The drop in PPI was largely driven by a sharp drop in energy and electricity prices. Germany’s economy remains weak and the decrease in domestic activity and global demand for German products has cooled the economy and resulted in lower inflation in the eurozone’s largest economy. Consumers are feeling squeezed by the cost of living crisis and high borrowing costs and it’s no surprise that German consumer confidence is mired deep in negative territory.
The GfK Consumer Confidence index, released today, showed a slight improvement heading into January, with a reading of -25.1, compared to a revised -27.6 in December and above the market consensus of -27. Recent data out of Germany has not been encouraging. Business confidence remains weak and declined in December. As well, services and manufacturing PMIs pointed to contraction in December.

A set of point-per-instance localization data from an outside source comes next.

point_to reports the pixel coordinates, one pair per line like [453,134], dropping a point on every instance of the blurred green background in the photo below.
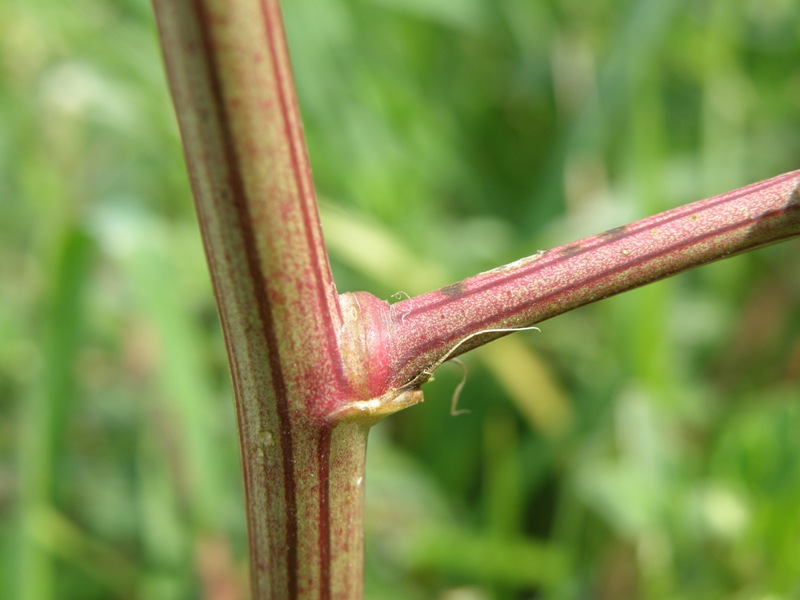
[644,447]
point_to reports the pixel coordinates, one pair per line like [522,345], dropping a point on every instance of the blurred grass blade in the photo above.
[46,413]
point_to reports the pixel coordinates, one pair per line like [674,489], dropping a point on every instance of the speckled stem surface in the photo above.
[230,79]
[428,327]
[312,370]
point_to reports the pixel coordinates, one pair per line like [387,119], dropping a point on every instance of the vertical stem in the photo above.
[230,79]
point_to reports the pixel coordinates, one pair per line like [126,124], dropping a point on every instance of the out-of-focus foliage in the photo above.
[645,447]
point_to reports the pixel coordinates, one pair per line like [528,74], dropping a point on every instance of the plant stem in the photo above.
[312,370]
[230,79]
[428,327]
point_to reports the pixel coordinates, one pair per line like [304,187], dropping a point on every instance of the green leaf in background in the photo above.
[644,447]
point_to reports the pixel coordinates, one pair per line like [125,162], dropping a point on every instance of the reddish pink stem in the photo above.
[428,327]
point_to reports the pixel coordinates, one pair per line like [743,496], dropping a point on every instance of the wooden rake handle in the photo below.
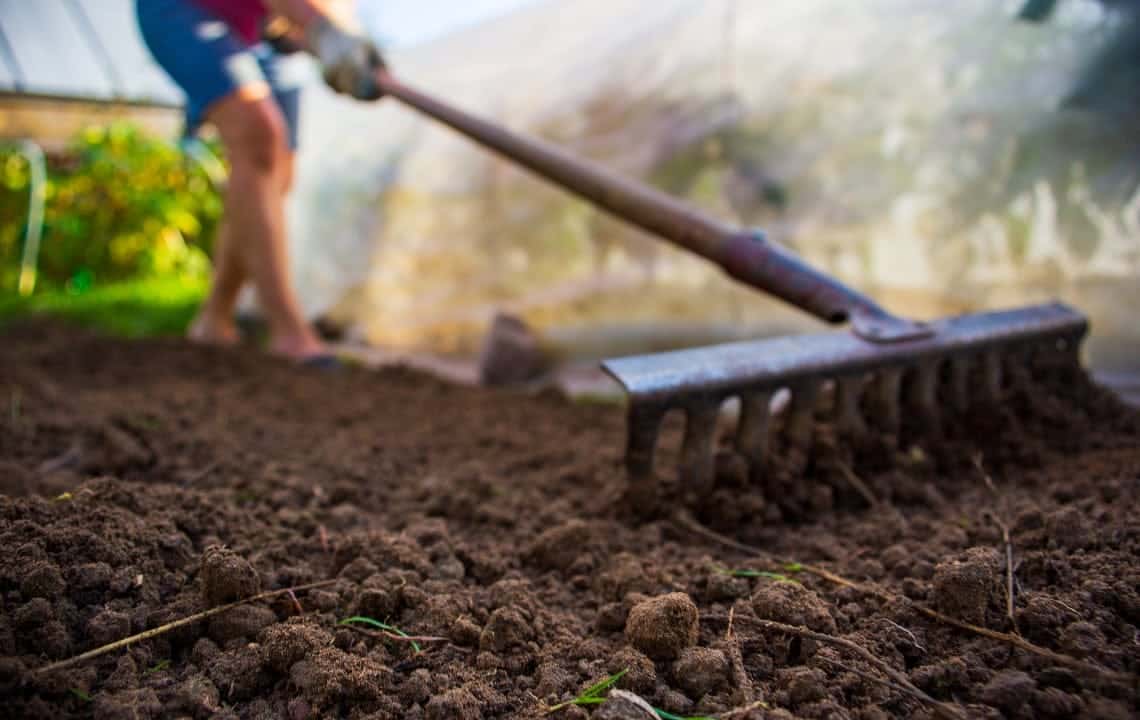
[743,254]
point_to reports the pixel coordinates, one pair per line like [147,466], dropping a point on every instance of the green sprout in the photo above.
[14,405]
[381,626]
[668,716]
[756,573]
[593,695]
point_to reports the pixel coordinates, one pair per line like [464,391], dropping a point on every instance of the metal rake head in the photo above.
[960,362]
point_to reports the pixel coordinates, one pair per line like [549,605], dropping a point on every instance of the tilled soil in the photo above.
[147,481]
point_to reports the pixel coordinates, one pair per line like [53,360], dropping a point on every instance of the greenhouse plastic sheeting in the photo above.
[81,49]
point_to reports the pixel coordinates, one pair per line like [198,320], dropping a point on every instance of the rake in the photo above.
[879,365]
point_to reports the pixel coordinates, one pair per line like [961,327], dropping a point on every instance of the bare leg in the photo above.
[214,322]
[252,243]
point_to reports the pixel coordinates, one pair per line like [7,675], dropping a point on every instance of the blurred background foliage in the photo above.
[120,206]
[129,226]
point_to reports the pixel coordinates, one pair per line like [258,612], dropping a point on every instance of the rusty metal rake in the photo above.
[958,360]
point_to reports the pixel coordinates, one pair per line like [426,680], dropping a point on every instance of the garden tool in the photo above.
[880,363]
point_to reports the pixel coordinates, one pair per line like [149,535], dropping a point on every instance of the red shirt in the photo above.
[244,16]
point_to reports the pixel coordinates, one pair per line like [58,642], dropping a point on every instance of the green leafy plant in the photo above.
[120,204]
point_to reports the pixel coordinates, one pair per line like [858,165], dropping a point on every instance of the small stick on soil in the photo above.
[172,626]
[296,603]
[909,633]
[869,677]
[384,635]
[686,522]
[939,708]
[1006,540]
[857,483]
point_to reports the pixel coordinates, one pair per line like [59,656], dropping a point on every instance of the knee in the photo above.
[260,140]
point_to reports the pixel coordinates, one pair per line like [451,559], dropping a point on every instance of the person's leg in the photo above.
[255,138]
[225,83]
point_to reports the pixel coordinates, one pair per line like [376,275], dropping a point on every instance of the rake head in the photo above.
[961,363]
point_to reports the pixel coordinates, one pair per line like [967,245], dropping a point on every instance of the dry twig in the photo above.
[941,709]
[171,626]
[1006,540]
[387,635]
[686,522]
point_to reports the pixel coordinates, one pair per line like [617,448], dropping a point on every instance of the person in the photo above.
[213,50]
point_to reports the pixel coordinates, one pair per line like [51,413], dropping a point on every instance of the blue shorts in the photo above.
[210,62]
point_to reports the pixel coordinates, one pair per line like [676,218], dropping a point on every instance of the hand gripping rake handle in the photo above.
[743,254]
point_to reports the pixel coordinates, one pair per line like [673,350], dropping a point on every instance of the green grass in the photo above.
[593,695]
[759,573]
[133,309]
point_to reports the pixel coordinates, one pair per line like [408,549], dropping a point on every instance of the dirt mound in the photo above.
[146,482]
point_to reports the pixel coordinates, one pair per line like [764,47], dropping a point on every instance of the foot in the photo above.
[301,348]
[211,330]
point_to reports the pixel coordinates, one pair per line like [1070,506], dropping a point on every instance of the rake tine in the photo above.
[804,399]
[885,397]
[925,393]
[991,375]
[752,432]
[644,423]
[848,418]
[960,383]
[697,460]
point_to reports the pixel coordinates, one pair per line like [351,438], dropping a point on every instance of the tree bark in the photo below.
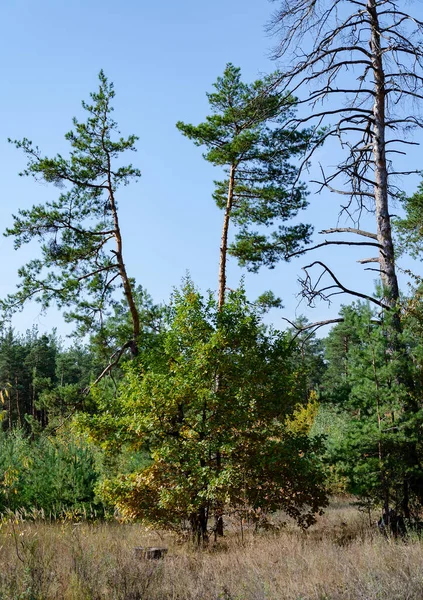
[127,286]
[224,239]
[383,221]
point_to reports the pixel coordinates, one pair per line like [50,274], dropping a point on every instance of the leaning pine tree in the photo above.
[362,70]
[81,262]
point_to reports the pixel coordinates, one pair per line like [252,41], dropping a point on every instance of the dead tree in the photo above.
[360,64]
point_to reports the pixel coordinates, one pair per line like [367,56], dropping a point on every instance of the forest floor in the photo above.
[341,557]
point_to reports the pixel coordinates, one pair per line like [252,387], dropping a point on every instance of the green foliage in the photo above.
[50,474]
[76,269]
[210,401]
[410,228]
[247,135]
[375,389]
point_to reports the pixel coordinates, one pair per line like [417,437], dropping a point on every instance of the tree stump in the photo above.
[151,553]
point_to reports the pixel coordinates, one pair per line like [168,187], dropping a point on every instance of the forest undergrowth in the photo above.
[341,557]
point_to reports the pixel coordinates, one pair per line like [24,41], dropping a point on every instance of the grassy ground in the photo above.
[339,558]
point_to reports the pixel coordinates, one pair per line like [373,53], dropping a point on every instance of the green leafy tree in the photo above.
[79,269]
[380,448]
[212,448]
[246,135]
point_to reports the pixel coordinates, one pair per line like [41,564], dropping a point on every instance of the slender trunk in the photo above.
[199,526]
[224,239]
[18,410]
[127,286]
[383,221]
[218,515]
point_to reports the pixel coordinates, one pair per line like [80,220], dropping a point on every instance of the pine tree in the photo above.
[79,269]
[245,134]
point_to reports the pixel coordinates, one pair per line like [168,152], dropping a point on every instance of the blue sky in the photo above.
[162,57]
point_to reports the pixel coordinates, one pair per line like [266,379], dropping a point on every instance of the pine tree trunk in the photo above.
[383,221]
[224,239]
[127,286]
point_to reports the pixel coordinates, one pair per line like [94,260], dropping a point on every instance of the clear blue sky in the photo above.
[162,57]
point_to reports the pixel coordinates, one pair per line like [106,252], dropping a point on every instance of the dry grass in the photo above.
[339,558]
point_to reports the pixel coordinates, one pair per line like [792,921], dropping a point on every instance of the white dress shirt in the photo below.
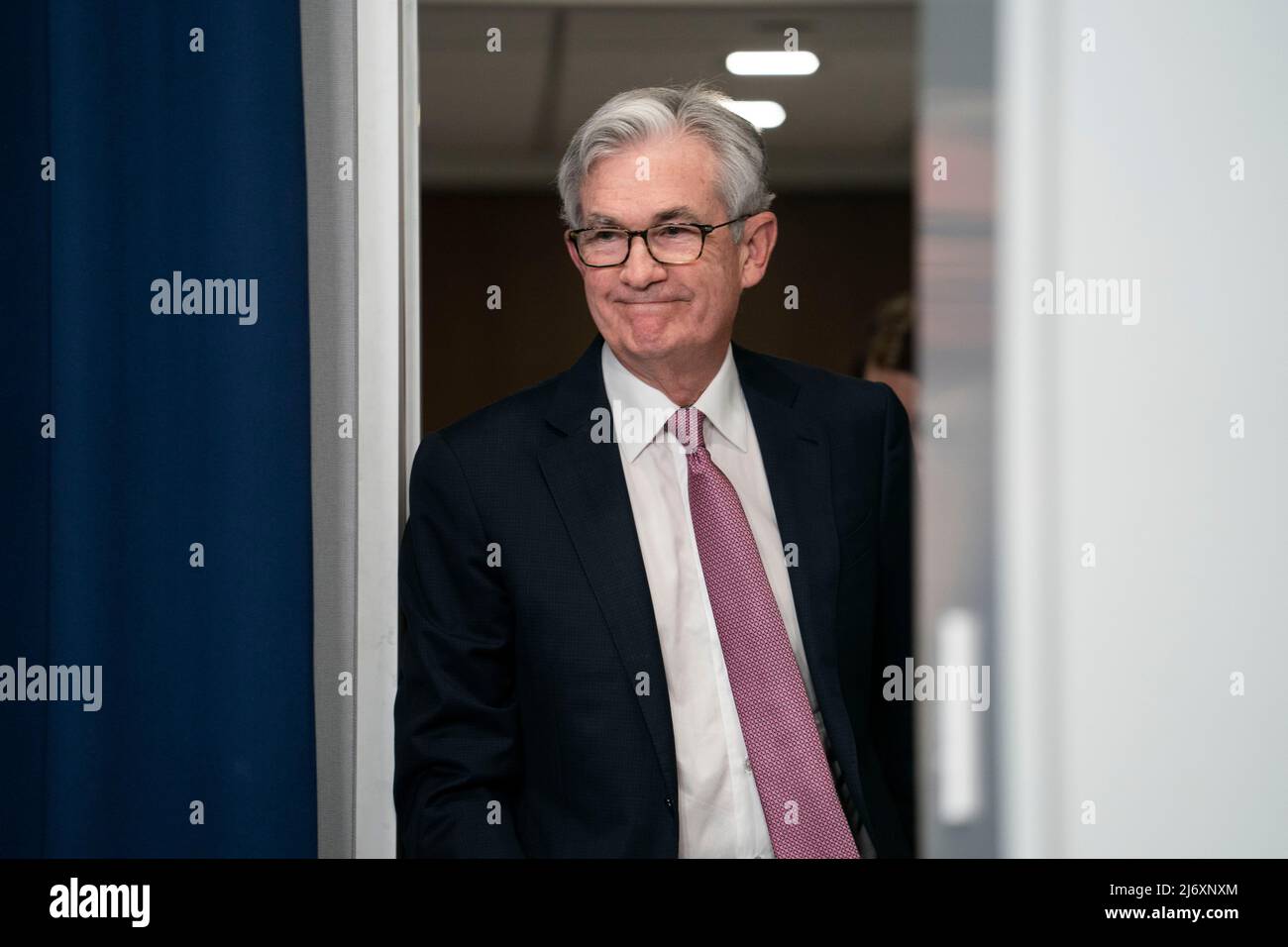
[719,806]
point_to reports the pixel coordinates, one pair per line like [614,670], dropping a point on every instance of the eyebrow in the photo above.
[669,214]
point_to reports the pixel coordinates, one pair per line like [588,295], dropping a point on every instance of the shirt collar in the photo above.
[721,402]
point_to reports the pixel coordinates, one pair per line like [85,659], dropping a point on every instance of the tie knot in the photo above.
[686,427]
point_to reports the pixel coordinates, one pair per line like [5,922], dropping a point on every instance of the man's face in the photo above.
[649,312]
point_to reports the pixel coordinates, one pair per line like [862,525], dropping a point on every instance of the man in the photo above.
[648,602]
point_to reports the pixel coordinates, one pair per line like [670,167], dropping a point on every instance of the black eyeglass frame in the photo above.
[630,235]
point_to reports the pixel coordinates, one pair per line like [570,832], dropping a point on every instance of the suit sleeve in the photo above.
[893,731]
[456,720]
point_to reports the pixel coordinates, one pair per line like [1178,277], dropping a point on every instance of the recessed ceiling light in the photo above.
[763,115]
[771,63]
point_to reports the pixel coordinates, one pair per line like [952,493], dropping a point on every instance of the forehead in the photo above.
[655,180]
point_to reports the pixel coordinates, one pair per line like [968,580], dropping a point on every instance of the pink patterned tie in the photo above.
[793,776]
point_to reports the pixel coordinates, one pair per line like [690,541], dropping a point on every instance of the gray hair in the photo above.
[640,115]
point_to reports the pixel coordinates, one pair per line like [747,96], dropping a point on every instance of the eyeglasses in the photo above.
[673,244]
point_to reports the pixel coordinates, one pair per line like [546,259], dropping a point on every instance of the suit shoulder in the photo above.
[500,428]
[831,392]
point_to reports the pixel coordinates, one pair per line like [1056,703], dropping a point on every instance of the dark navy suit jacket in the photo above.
[519,729]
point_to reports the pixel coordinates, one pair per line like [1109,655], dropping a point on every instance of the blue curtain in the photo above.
[170,429]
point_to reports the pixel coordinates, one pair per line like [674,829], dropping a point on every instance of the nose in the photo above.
[640,269]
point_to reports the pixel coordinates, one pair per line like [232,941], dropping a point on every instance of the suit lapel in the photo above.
[589,488]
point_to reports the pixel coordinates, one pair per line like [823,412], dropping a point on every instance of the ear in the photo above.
[759,235]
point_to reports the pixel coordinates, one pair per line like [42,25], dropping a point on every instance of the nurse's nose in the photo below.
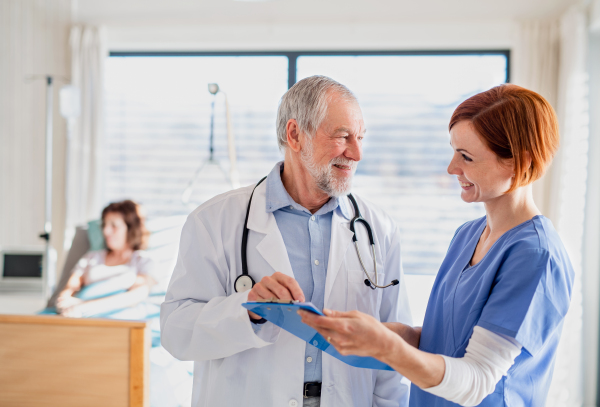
[453,168]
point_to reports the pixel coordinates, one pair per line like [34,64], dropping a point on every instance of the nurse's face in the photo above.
[482,176]
[114,230]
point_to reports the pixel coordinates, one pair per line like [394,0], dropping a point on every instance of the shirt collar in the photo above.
[277,197]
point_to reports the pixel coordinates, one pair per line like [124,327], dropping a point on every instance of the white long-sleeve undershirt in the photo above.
[470,379]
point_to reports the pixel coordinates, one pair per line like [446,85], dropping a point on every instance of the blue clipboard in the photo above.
[286,317]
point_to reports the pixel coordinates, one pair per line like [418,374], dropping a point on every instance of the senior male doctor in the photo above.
[299,247]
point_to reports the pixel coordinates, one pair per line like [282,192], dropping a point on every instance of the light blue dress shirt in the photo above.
[307,239]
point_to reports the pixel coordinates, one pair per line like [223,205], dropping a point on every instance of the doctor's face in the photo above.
[331,157]
[482,176]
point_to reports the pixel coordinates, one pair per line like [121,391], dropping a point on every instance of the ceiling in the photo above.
[117,12]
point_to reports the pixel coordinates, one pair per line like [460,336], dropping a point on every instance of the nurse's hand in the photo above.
[352,332]
[278,286]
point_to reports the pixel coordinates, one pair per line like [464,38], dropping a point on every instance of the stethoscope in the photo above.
[244,282]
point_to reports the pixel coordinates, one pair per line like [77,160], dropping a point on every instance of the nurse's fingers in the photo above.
[320,322]
[291,285]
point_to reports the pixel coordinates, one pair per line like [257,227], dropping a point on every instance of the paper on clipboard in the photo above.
[285,316]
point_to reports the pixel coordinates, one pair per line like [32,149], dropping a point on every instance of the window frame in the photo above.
[294,55]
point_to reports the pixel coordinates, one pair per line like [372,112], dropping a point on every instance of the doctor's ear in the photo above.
[294,135]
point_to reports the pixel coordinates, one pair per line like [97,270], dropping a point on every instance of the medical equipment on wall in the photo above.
[233,175]
[244,282]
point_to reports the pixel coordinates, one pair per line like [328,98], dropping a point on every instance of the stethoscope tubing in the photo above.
[357,218]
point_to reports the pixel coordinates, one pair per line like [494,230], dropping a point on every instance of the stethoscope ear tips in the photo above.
[368,284]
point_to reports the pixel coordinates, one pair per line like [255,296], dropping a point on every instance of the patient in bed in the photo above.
[122,271]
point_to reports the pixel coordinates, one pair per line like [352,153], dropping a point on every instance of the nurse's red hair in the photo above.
[514,122]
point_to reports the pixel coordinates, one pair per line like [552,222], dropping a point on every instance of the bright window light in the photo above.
[407,102]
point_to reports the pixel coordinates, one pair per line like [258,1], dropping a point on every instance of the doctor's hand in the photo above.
[352,332]
[278,286]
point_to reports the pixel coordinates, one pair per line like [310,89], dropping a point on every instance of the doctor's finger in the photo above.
[291,284]
[262,292]
[279,291]
[319,322]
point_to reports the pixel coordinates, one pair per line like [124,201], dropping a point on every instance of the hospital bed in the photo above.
[55,361]
[39,343]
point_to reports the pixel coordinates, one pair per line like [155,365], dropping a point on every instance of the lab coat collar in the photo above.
[271,247]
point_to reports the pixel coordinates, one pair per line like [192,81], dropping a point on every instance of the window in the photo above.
[158,112]
[407,101]
[159,109]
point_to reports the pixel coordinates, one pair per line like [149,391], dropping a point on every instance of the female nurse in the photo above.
[498,303]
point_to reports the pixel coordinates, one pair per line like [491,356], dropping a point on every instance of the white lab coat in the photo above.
[202,318]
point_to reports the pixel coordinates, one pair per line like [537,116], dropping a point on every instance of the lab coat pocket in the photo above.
[360,296]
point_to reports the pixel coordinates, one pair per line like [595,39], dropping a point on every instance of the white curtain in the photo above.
[568,193]
[85,141]
[550,58]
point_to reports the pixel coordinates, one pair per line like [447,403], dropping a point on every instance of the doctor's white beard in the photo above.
[323,175]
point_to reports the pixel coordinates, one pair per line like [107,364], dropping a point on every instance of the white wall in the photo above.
[475,34]
[33,40]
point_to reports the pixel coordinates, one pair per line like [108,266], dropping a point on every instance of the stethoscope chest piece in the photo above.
[243,283]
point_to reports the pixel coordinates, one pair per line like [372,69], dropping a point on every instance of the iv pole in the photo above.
[49,263]
[213,88]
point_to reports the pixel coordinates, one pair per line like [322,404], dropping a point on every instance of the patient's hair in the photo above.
[306,102]
[513,121]
[137,234]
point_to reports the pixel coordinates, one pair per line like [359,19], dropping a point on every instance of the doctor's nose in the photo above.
[354,150]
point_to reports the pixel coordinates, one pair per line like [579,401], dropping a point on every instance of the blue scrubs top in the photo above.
[521,288]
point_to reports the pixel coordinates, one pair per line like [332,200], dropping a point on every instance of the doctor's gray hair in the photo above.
[306,102]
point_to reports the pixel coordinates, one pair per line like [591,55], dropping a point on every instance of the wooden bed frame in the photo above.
[57,361]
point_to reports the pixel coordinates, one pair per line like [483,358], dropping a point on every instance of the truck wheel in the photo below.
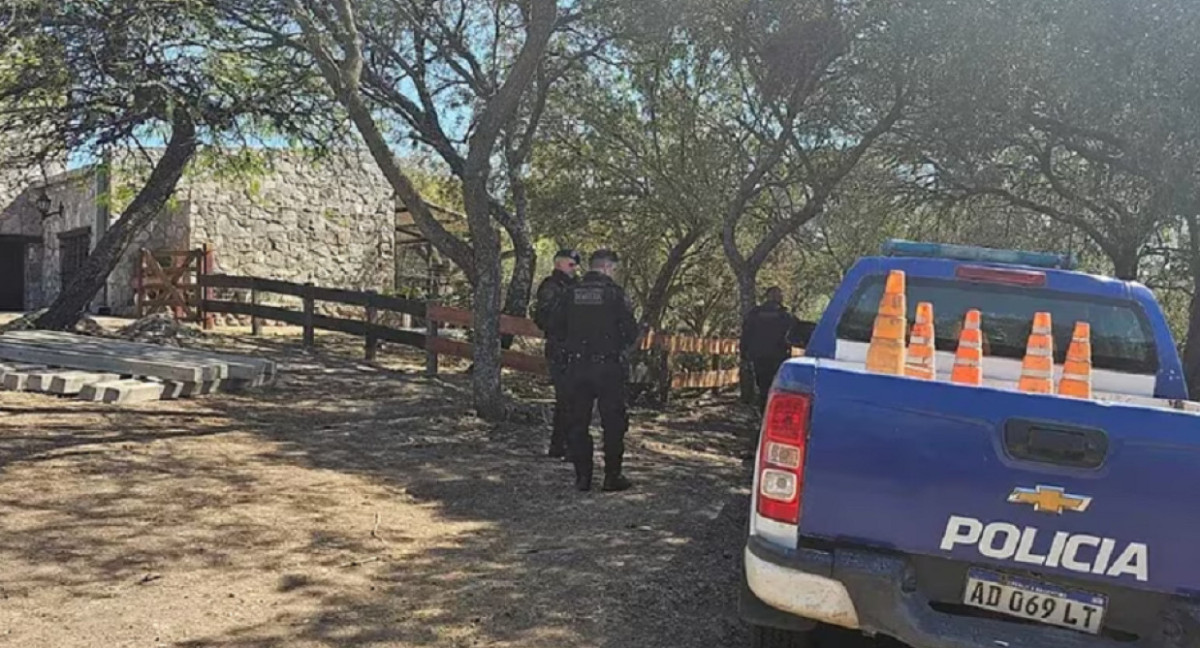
[773,637]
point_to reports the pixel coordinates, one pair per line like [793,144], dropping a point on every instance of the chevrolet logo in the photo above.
[1049,499]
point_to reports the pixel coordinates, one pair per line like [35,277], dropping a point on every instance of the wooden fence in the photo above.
[169,280]
[670,361]
[369,328]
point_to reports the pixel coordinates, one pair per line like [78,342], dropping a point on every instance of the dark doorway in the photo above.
[12,275]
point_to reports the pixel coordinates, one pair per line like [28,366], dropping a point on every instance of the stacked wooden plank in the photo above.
[117,371]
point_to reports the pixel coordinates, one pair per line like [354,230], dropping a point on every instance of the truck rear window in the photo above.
[1121,335]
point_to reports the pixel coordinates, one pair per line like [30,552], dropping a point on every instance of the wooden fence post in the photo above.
[139,281]
[431,333]
[309,307]
[204,268]
[256,323]
[372,343]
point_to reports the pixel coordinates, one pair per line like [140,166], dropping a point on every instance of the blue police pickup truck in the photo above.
[959,516]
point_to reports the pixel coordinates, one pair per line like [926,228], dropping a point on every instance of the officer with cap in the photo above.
[598,325]
[768,334]
[550,294]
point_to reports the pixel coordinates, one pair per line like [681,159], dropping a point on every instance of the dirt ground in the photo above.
[359,505]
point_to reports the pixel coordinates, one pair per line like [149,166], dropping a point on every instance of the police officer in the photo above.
[550,293]
[598,324]
[768,334]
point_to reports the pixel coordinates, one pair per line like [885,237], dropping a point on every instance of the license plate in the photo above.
[1036,601]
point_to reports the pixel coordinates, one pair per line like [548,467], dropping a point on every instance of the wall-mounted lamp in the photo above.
[43,204]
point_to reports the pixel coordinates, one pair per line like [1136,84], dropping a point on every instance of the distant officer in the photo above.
[550,293]
[768,334]
[598,324]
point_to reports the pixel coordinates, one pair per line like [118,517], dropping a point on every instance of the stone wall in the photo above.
[168,232]
[329,222]
[77,193]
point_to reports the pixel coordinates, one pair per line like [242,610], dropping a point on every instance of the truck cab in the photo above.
[971,516]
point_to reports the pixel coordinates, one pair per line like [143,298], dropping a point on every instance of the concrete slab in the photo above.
[184,372]
[239,366]
[126,391]
[135,391]
[71,384]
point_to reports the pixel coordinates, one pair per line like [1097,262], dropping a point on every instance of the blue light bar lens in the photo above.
[984,255]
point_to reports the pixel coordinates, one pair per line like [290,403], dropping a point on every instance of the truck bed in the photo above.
[960,473]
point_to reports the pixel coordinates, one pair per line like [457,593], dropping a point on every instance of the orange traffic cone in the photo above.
[921,363]
[1037,370]
[969,357]
[887,351]
[1077,371]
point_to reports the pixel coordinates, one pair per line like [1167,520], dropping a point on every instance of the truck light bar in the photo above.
[897,247]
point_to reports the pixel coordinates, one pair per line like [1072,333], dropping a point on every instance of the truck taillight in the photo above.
[781,456]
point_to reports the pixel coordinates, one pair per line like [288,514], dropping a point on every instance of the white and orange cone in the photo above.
[887,352]
[1077,371]
[1037,370]
[969,358]
[922,360]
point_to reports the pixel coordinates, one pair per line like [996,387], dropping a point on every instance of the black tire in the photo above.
[773,637]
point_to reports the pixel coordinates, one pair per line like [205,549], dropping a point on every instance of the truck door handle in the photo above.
[1055,443]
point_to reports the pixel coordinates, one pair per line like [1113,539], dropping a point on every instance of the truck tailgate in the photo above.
[1053,485]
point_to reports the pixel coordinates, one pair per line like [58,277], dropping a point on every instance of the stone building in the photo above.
[333,222]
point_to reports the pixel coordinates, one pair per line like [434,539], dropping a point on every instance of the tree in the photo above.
[809,75]
[627,160]
[1083,112]
[82,78]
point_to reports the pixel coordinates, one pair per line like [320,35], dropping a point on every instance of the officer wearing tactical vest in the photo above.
[598,325]
[550,293]
[768,334]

There is a deep disconnect over rate expectations between the ECB and financial markets. The markets have priced in six rate cuts in 2024, perhaps as early as March. The ECB has tried to dampen rate cut expectations and ECB President Lagarde said that members did not discuss rate cuts at last week’s meeting, at which the central bank held the cash rate at 4.0% for a second straight time. Lagarde received support earlier from ECB member Yannis Stournara this week when he stated that the ECB would need to see inflation sustainably below 3% before it would cut rates.